Using L1/L2 cache as a scratchpad memory

Al-jawaheri__Hayder · ‎02-02-2015

Dear all,

Explicitly cache control is a one of important feature in Xeonphi (MIC). How could I use the L1 or L2 as scratchpad memory and also sharing them data between the cores?

In addition, is there any way to hack the MESI state of the cache line in the distributed tag directory (DTD)?

Thanks in advance.

Regards

McCalpinJohn · ‎02-02-2015

As in most microprocessor-based systems with caches, the best you can do is attempt to control the cache so that it acts more like a scratchpad memory. There are no documented mode switches for Xeon Phi that would allow the cache to be directly controlled as a scratchpad memory.

For the DTD's there is almost no documentation of the functionality, and certainly no indication that there is any way to change the protocol. It is possible that some aspects can be modified via firmware, but most of the functionality is probably hard-coded into the silicon.

Al-jawaheri__Hayder · ‎02-03-2015

Dear John D. McCalpin,

Thanks for fast response.

But still my question how to use explicit instruction of cache control to allow programmers to map some part of L1 or L2 cache in MIC specifically as shearable scratchpad memory?. (by example please)

Actually, I don't want to change the protocol of the cache coherency. I need to track the changing in tag status for some shared variables in each thread and record them state to help me to design some runtime that works friendly with cache coherency.

I am looking to hearing you.

jimdempseyatthecove · ‎02-03-2015

There is no way to map, as an example, an address to the cache.

The cache system sits between your program and the memory system. In a general sense it (they: L1, L2, L3) keep a most recently used (read or written) cache line worth of data that the program reads or write. Stored into the cache with the data is the address. When your program issues a fetch for some data at a given address, (in gross terms) the address is passed to the memory controller which simultaneously checks to see if the data is residing in the L1, L2, L3 (other cache), if none report a hit the request is passed on to the memory bus. The actual procedure is quite complicated, and varies from processor to processor.

Many embedded processors have different memory types and address ranges on the memory system and which also may have a rudimentary means of performing the mapping. This may be what you are thinking of. In a high level processor, such as the Xeon Phi, the cache(s) may assume arbitrary addresses of physical memory. The user does not directly program these.

There are some instructions that interact with the cache. As an example you can instruct the cache to flush a cache line to RAM (provided it is in cache and modified). On Xeon Phi you can also specify that a cache line (by way of address) is to be evicted from the cache system, written to RAM if necessary. You can also instruct that memory stores are not to be written into cache (you do this when you do not intend to re-reference the data a short time later).

Jim Dempsey

McCalpinJohn · ‎02-03-2015

I suppose I was not clear -- there is no (documented) mechanism for controlling the cache behavior.
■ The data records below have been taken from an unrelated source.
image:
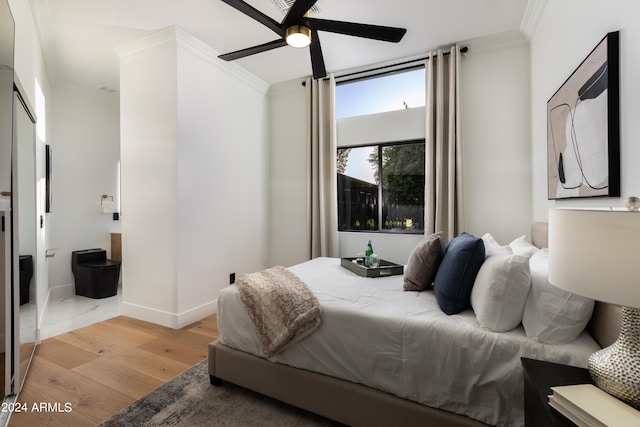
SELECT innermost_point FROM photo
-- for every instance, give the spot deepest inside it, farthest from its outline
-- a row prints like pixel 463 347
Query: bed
pixel 377 386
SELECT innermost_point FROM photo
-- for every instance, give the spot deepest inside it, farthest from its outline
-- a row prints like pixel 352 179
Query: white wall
pixel 194 177
pixel 567 32
pixel 288 229
pixel 496 134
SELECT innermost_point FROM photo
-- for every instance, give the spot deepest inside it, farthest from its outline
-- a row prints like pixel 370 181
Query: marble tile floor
pixel 70 312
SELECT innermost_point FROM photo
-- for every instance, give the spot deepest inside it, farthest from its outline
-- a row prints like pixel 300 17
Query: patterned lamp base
pixel 616 369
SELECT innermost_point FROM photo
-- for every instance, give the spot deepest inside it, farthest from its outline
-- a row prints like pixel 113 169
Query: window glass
pixel 405 89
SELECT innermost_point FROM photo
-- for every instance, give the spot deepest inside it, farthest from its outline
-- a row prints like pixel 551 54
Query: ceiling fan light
pixel 298 36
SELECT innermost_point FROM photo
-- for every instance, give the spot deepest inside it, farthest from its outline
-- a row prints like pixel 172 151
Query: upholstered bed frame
pixel 355 404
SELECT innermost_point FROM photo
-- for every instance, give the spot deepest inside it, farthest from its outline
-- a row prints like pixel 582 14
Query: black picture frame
pixel 48 175
pixel 583 128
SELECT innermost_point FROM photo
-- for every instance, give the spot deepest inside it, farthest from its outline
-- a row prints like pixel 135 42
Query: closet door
pixel 6 136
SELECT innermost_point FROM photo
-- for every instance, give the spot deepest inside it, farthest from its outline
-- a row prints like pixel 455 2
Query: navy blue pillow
pixel 457 272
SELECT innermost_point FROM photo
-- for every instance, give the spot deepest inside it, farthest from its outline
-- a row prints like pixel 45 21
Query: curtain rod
pixel 463 49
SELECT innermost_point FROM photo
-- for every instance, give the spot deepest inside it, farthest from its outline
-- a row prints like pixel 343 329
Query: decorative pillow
pixel 552 315
pixel 500 292
pixel 424 262
pixel 521 246
pixel 491 247
pixel 463 258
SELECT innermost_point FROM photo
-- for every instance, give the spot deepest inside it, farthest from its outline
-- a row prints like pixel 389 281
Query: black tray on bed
pixel 384 269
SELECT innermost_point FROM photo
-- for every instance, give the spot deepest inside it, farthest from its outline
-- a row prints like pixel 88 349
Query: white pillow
pixel 500 292
pixel 552 315
pixel 492 247
pixel 521 246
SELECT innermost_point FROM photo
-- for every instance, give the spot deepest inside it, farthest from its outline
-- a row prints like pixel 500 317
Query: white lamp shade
pixel 596 253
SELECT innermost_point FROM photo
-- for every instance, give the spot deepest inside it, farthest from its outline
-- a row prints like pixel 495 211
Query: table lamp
pixel 596 253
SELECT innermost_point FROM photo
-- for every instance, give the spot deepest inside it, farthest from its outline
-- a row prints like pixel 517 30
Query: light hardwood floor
pixel 82 377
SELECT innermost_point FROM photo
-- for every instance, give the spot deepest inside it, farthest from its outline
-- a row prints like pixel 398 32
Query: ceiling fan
pixel 297 29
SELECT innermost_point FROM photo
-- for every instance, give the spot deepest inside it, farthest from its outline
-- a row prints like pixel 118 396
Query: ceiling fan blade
pixel 376 32
pixel 297 11
pixel 317 59
pixel 254 13
pixel 253 50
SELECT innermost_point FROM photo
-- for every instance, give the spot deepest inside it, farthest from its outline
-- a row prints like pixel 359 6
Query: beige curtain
pixel 322 203
pixel 444 198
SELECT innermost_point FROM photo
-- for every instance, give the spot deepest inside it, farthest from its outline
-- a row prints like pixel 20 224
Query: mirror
pixel 27 229
pixel 6 138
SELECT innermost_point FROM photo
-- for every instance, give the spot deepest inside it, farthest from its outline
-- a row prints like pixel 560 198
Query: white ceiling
pixel 79 36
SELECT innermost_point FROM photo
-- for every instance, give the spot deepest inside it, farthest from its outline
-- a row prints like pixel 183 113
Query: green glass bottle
pixel 367 254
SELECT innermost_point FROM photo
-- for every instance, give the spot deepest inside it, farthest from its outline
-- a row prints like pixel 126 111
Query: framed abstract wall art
pixel 583 128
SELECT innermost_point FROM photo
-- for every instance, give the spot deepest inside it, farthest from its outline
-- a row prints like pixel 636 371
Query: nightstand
pixel 539 377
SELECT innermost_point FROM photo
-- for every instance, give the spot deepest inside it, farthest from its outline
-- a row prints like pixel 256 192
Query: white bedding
pixel 376 334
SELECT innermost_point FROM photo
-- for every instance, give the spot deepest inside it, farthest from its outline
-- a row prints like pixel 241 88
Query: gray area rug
pixel 190 400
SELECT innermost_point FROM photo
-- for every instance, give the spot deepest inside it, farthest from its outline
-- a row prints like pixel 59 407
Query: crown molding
pixel 496 42
pixel 44 30
pixel 176 37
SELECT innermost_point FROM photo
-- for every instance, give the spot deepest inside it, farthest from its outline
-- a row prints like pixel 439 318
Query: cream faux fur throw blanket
pixel 281 306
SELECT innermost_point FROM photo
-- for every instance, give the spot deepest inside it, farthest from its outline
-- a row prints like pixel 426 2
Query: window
pixel 390 92
pixel 381 187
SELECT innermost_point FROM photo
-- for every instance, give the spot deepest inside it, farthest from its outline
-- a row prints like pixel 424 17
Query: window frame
pixel 380 207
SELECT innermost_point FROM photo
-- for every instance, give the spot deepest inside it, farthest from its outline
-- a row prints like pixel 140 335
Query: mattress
pixel 374 333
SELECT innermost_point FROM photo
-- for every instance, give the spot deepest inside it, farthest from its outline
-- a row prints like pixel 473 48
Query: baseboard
pixel 164 318
pixel 63 291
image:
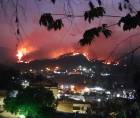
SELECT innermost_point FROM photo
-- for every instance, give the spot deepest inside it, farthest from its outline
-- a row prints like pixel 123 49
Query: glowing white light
pixel 22 116
pixel 98 89
pixel 86 89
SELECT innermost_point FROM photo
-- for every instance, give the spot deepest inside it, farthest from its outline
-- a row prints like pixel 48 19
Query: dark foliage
pixel 130 22
pixel 94 12
pixel 48 21
pixel 91 34
pixel 31 102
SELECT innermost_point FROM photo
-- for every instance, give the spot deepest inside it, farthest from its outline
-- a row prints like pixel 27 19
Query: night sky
pixel 50 44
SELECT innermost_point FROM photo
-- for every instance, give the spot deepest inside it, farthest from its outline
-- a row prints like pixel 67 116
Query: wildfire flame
pixel 23 50
pixel 20 53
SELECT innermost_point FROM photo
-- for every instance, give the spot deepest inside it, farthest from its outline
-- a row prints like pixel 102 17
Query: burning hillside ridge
pixel 23 50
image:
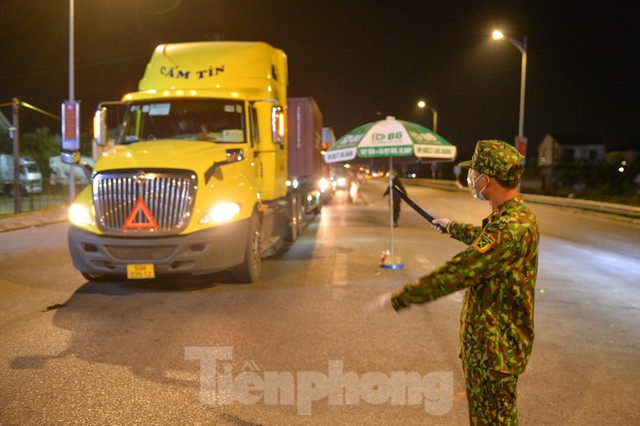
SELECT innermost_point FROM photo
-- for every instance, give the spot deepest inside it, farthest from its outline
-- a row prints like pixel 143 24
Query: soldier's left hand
pixel 380 304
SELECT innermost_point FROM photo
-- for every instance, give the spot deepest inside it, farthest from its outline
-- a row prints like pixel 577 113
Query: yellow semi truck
pixel 194 180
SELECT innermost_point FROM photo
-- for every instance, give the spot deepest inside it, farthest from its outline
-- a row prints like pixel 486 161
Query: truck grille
pixel 168 195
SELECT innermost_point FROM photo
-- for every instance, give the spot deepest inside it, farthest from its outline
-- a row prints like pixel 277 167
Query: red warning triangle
pixel 151 223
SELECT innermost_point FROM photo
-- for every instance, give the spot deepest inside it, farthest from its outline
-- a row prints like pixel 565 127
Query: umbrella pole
pixel 391 201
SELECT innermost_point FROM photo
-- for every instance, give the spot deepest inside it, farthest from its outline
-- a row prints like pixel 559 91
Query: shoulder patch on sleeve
pixel 483 243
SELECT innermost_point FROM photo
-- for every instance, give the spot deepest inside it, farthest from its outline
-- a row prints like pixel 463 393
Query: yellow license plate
pixel 141 272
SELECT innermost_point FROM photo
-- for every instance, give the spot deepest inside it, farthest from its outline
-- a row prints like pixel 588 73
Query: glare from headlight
pixel 323 184
pixel 220 213
pixel 79 215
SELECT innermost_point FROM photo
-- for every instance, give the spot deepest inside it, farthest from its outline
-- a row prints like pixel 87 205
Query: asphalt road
pixel 296 348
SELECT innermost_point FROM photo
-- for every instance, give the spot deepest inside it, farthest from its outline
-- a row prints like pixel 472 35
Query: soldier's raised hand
pixel 443 222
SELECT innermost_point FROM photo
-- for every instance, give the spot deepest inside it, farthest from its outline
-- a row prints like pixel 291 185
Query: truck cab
pixel 193 178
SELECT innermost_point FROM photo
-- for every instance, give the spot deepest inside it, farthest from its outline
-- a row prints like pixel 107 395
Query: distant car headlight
pixel 323 184
pixel 79 215
pixel 220 213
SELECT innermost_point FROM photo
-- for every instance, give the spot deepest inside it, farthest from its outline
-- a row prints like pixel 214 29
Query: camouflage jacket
pixel 498 270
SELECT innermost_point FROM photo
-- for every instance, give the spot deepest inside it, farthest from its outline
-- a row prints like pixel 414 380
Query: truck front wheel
pixel 249 270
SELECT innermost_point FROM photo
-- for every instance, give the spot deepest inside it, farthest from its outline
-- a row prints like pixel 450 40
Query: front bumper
pixel 202 252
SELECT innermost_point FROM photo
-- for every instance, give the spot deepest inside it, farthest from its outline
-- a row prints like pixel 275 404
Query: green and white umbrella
pixel 391 138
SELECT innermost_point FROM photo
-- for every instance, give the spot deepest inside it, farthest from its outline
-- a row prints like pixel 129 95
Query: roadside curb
pixel 31 219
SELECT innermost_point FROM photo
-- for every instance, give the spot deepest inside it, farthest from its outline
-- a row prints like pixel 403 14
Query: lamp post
pixel 423 104
pixel 72 174
pixel 522 47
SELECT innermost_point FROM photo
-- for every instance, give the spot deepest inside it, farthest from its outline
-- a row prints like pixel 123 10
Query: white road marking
pixel 340 269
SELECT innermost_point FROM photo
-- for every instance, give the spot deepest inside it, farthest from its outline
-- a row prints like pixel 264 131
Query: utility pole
pixel 17 204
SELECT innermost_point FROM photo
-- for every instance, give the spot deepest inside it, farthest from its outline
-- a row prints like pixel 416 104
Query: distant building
pixel 569 150
pixel 623 156
pixel 558 152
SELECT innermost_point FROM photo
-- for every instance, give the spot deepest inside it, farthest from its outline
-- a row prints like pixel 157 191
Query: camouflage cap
pixel 497 159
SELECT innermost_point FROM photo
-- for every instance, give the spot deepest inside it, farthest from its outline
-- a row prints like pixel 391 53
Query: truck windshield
pixel 215 120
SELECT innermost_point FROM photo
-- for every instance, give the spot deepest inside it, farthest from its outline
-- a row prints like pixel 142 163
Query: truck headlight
pixel 79 215
pixel 221 212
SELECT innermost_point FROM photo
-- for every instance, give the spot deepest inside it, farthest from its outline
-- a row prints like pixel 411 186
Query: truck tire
pixel 249 270
pixel 294 217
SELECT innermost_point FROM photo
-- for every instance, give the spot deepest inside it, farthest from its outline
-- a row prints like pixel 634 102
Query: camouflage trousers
pixel 491 396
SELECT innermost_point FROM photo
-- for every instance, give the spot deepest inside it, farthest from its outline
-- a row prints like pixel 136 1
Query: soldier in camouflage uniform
pixel 498 271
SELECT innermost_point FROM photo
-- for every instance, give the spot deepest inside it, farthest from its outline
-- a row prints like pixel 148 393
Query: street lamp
pixel 423 104
pixel 522 47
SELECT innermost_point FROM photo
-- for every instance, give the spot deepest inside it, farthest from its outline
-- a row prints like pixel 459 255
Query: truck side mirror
pixel 278 125
pixel 70 157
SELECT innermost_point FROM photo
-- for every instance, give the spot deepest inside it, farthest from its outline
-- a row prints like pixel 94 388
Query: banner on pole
pixel 70 126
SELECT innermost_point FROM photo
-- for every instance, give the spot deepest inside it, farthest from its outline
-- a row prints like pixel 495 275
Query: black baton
pixel 417 208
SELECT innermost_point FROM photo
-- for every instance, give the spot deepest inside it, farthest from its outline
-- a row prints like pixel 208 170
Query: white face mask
pixel 471 183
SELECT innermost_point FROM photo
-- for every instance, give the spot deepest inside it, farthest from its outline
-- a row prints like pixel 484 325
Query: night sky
pixel 360 60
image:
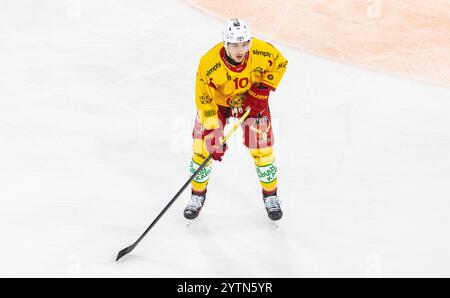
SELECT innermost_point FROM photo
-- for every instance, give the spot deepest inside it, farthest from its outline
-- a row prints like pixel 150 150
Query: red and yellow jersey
pixel 219 83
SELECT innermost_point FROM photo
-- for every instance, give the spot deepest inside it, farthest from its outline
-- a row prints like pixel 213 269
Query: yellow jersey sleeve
pixel 205 89
pixel 276 66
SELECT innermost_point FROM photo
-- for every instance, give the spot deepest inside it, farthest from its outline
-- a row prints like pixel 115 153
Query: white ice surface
pixel 96 111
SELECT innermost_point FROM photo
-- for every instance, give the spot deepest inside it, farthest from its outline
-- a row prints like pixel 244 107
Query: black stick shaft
pixel 127 250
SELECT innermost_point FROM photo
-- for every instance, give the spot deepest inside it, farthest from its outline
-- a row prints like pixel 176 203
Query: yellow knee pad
pixel 266 168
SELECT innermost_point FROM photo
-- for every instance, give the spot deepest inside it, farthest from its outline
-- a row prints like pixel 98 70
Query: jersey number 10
pixel 240 83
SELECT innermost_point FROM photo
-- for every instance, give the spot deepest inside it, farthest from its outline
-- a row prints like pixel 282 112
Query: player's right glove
pixel 212 138
pixel 257 100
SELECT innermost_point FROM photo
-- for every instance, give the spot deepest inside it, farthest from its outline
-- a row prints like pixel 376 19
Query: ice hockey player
pixel 235 75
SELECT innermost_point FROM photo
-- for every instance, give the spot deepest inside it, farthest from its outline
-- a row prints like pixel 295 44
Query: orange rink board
pixel 410 38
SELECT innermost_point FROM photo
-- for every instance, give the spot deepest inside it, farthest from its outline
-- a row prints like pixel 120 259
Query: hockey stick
pixel 128 249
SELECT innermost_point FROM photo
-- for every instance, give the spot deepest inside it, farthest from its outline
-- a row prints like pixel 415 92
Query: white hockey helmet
pixel 235 31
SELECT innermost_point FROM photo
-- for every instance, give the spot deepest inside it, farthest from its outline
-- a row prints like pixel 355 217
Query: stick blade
pixel 124 252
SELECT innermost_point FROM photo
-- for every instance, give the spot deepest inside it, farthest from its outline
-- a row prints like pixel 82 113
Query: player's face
pixel 237 51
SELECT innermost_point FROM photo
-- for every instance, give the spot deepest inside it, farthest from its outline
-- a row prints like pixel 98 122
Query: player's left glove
pixel 212 138
pixel 257 100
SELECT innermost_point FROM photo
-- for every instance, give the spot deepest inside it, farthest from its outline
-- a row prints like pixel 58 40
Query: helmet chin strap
pixel 225 45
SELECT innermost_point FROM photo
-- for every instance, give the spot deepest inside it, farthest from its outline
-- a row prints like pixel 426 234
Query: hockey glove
pixel 212 139
pixel 257 100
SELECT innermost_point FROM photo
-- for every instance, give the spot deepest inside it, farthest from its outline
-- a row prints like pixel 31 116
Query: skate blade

Caches are deliberately made invisible to the user, so the best you can do is use "hints" associated with load, store, and prefetch instructions to attempt to keep the desired data in the cache and to attempt to minimize the displacement of data you want to keep by data that you don't want to keep.

In general you can influence retention of data in the cache(s) with a "hint" on a memory reference (i.e. before use) or by explicitly evicting the data from the cache when you know that you are finished using it. Xeon Phi has both mechanisms, in limited forms.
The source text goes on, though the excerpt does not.